The Flyfishers’ Journal: Summer 2019
Members of the Flyfishers’ Club (and other readers of the Flyfishers’ Journal) will know that we often like to give each issue a certain thematic look and feel. This time, the 70th birthday of the Club’s Patron, HRH The Prince of Wales, has given us all the excuse we’ve needed to go with a decidedly Welsh flavour.
Allan Hardy has translated a typically entertaining essay from Stéphane Rault, recalling a fishing trip to Lake Vyrnwy. I’ve also persuaded Ceri Thomas to reveal five of his favourite flies for Welsh waters (some of them still quite unconventional in the British context, but every one of them tried and tested: another landmark article in this series which aims to inspire current Members at the same time as reminding our successors of how we’ve been fishing at the start of the 21st century).
And of course there are full details of the special commemorative framed fly presented to HRH, along with a box of fishable variants, just in case this keen flyfisher ever feels the need to break the glass to present the ‘Duke of Rothsay’ to a waiting salmon…
Speaking of which: 2019 is the International Year of the Salmon, a global initiative which aims to protect these iconic fish by bringing many countries together to share knowledge, raise public awareness, and take action to save salmon populations on several spatial scales. To mark this worldwide event, I’m delighted to have commissioned an article from Jayne Mann at the Rivers Trust, and I hope that further articles in the Winter 2019 issue will continue this important theme.

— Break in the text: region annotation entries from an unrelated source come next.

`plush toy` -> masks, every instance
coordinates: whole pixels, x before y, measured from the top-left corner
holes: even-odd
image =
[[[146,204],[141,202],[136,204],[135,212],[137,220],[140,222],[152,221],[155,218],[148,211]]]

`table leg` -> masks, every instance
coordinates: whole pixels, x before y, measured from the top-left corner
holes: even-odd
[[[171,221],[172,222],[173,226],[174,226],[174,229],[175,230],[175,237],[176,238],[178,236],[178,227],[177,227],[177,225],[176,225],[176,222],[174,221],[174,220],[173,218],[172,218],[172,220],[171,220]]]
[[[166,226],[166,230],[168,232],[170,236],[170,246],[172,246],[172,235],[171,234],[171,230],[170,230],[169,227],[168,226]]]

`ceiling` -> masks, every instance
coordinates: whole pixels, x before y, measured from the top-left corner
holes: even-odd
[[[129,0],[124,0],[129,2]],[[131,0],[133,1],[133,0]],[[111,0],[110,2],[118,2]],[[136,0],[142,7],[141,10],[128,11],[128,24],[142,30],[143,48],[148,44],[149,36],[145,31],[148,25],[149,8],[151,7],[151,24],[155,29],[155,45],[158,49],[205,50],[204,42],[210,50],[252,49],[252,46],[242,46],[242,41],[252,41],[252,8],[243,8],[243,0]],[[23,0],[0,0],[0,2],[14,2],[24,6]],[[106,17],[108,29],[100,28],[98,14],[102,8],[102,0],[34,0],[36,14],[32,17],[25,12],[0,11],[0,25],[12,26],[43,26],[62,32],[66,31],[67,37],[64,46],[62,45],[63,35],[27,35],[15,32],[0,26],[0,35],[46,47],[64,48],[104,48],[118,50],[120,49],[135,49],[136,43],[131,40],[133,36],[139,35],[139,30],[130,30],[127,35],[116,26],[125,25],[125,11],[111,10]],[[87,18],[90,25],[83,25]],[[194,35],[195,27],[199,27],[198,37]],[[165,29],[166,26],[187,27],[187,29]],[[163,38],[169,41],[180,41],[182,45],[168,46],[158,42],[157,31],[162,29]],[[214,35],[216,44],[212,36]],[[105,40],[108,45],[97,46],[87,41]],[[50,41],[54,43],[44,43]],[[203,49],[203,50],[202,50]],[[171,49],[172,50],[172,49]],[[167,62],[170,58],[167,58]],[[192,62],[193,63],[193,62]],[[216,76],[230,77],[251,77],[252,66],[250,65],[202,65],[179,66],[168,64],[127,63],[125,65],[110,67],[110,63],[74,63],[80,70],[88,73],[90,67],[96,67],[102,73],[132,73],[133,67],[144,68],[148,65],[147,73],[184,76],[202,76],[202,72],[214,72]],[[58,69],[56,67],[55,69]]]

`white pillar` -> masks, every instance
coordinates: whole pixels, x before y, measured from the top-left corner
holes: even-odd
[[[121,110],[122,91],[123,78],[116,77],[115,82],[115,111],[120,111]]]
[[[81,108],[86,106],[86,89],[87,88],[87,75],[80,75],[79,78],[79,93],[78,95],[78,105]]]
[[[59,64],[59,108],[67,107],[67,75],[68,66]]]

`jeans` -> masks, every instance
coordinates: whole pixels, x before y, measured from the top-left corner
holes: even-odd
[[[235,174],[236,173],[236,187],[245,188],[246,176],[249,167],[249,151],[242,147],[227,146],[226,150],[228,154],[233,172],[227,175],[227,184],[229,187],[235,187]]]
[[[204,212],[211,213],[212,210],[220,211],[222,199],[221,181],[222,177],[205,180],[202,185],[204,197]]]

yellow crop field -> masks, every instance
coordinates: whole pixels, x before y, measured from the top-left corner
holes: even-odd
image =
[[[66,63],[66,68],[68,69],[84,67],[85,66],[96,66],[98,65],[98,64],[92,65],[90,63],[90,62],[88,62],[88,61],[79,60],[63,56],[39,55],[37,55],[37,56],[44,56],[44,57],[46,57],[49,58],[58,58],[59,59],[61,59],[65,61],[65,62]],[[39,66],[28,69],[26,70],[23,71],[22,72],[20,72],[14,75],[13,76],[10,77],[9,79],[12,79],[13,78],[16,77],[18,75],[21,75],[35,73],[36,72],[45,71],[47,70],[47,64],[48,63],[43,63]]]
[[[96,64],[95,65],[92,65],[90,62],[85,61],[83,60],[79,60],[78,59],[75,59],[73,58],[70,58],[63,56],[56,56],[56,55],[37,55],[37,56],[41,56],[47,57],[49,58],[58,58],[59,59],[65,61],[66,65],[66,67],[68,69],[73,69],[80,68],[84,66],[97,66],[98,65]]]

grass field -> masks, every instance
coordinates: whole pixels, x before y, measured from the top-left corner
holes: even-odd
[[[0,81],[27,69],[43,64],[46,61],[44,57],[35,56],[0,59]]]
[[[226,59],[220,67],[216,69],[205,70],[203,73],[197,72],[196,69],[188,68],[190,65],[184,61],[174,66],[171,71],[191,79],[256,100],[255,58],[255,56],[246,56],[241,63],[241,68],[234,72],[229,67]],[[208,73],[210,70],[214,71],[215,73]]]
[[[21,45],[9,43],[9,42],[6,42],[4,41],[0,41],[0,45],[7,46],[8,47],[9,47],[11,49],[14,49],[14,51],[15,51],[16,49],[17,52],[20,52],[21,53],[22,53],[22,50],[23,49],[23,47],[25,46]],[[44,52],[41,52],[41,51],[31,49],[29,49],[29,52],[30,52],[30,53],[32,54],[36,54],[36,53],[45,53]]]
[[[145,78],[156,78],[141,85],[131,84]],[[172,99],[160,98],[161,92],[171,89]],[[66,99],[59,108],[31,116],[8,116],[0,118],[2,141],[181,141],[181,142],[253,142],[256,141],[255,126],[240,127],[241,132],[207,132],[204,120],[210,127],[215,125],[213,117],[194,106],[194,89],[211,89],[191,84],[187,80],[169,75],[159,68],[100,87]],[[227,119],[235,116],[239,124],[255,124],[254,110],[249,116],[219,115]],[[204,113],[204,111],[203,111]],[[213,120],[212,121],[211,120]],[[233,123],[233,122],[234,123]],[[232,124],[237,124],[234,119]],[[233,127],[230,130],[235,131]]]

Meanwhile, Peter Martin has written a spooky short story about a ghostly presence on the Wandle (accompanied by fabulous line drawings from Neil Patterson), Tim Benn jumps in his time machine to bring back a missive from the Club a hundred years from now, and Greg Belcamino’s Letter from America urges us to re-think everything about the tackle we carry around with us on the banks.
Last but not least, this issue of the Journal also introduces The Flyfishers: A History of the Flyfishers’ Club, written by Andrew Herd and published this summer. It’s everyone’s strong suspicion that only a writer with Dr Herd’s fluency, encyclopaedic knowledge and sense of humour could ever have contemplated a literary task like this History, much less carried it to such a triumphant conclusion, and clearly I’m not the only Member of the Club who’s deeply immersed in his complimentary copy.